Sisters Meals Festival of Miao People

Written by Sally Guo Updated Jun. 18, 2021

Date: 15th-17th of the third lunar month

Place: Taijiang and Jianhe Counties in the Guizhou Province

The Sisters' Meals Festival is celebrated by the Miao people in Southwest China's Guizhou Province, especially in Taijiang and Jianhe Counties along the banks of the Qingshui River. It is considered the oldest Asian Valentine's Day (as well as a celebration of springtime) where young singles still come out hoping to meet a soul mate.

A few days before the festival, local Miao girls collect special wildflowers and leaves from the mountains to produce natural color dyes for the glutinous rice known as "sisters' rice."

At festival time, the girls dress up in their finest including elegant and beautifully elaborate silver headdresses, crowns, neck rinks, and chest locks.

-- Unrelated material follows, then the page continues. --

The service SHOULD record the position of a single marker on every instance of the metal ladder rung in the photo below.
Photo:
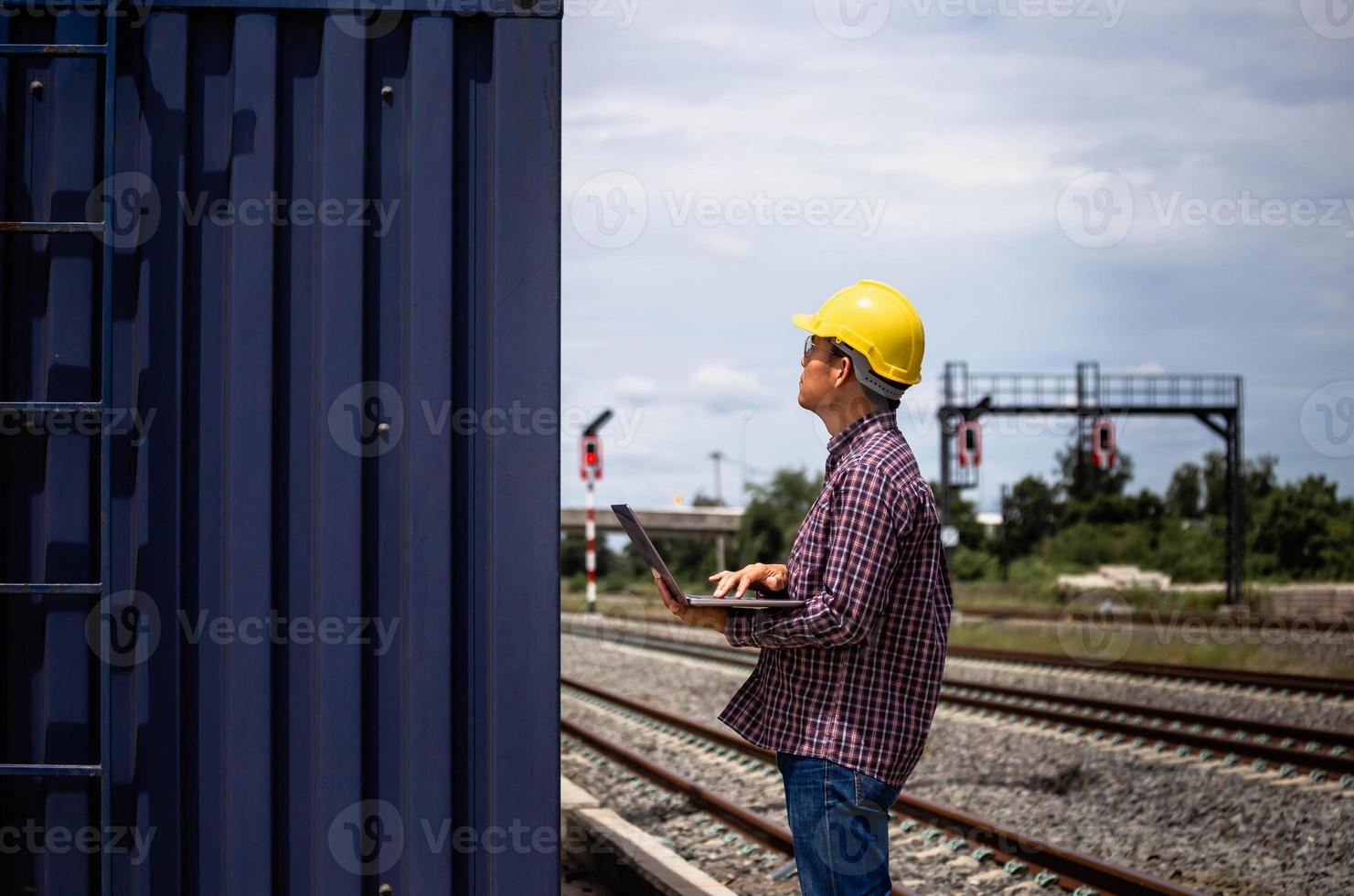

Silver is used predominantly because it is a symbol of purity. They then gather together by the riverbank to prepare their "sisters' rice." The rice has dyed a range of colors such as blue, red, yellow, and white to represent spring, summer, autumn, and winter respectively.

When the young men arrive at their village of choice, they slowly single out the women they hope to marry someday and then sing for them. The young women respond to their songs by giving them a drink of rice wine and the sisters' rice wrapped in handkerchiefs that contain different symbols. A pair of red chopsticks means "I love you too;" one chopstick means "no, thank you;" garlic or red chili indicates a flat refusal, and pine needles indicate that the boy should present silks and colorful threads and that she will wait for him.

There are also many other activities especially for the elders who already have a partner, including bullfighting, horseracing, drum dancing, rowing, and Lusheng music.